Plaintiff confuses a party's right to raise an argument with a party's right to produce additional factual evidence in support of an argument already raised. The case Plaintiff cites, Grant v. News Group Boston, Inc., 55 F.3d 1, 7 (1st Cir. 1995), and the case cited therein, Sandstrom v. ChemLawn Corp., 904 F.2d 83, 87 (1st Cir.1990), hold that "arguments" omitted in an opening brief and raised only in a reply brief are waived and a court should disregard them. Here, however, Defendant did, in fact, argue in its opening brief for summary judgment that the Defendant lacked knowledge of Plaintiff's disability. Defendant's reply brief merely adds supplementary evidence specifically, the affidavits of Kathiann Shorey and Daniel Michaud in support of that argument. Hence, the Court finds that Defendant did not waive its right to argue that Defendant lacked knowledge of Plaintiff's disability, and the Court accepts the Shorey and Michaud affidavits as proper evidence to be considered in ruling on this motion.
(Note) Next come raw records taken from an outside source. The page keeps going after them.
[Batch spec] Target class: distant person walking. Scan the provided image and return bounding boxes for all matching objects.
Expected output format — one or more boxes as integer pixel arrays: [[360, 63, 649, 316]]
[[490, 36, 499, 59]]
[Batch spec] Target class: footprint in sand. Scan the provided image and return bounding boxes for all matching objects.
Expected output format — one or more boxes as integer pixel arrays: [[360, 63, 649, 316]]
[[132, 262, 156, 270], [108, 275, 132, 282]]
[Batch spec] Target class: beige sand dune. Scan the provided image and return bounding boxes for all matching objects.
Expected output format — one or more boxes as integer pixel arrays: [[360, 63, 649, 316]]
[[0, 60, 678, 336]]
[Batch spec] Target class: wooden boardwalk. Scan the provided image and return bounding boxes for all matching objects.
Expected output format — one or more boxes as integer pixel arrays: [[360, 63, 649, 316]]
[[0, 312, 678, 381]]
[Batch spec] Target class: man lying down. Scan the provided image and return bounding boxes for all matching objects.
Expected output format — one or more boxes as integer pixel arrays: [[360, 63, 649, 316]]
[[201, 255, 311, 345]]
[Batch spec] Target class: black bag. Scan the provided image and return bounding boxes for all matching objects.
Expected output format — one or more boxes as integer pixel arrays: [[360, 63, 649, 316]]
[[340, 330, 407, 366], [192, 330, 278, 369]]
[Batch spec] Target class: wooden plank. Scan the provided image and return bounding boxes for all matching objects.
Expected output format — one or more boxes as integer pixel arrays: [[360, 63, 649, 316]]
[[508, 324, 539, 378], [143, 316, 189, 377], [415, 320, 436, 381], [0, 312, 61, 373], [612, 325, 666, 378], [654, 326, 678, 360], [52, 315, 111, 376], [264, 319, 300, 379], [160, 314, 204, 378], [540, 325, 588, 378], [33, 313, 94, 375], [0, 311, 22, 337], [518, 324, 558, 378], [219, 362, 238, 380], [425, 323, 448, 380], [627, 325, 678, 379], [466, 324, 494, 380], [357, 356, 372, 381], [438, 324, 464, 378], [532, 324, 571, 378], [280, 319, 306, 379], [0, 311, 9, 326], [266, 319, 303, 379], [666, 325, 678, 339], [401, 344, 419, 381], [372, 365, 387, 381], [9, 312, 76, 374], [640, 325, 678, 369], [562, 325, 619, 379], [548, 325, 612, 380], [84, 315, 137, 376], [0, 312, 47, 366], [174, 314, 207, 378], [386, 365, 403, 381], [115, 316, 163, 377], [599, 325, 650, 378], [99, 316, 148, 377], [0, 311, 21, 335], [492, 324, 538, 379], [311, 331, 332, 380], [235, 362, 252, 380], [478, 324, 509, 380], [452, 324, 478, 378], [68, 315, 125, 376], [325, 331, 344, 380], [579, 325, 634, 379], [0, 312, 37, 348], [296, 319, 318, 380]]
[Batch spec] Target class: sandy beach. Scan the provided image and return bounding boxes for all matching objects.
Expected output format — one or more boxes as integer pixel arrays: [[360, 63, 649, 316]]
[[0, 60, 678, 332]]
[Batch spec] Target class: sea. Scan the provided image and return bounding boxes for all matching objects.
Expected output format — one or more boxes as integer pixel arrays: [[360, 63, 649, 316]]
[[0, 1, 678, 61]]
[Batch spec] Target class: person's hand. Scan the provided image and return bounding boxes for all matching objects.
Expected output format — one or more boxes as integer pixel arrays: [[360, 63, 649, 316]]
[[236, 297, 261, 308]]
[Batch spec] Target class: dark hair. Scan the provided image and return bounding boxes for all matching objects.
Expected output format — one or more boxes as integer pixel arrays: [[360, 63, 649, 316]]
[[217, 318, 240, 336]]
[5] The Court does rely upon Plaintiff's affidavit as support for several assertions of fact in section I, above. However, the factual assertions for which the Court cites to Plaintiff's affidavit involve matters that are clearly within Plaintiff's personal knowledge, in contrast to the assertions at issue here regarding Defendant's knowledge of Plaintiff's disability. See Spickler v. Dube, 635 F. Supp. 317, 321 (D.Me.1986), aff'd, 852 F.2d 564 (1988), cert. denied, 489 U.S. 1057, 109 S. Ct. 1322, 103 L. Ed. 2d 591 (1989) (deficient jurat may be cured by proper declaration in body of affidavit if averred statements are clearly within affiant's knowledge).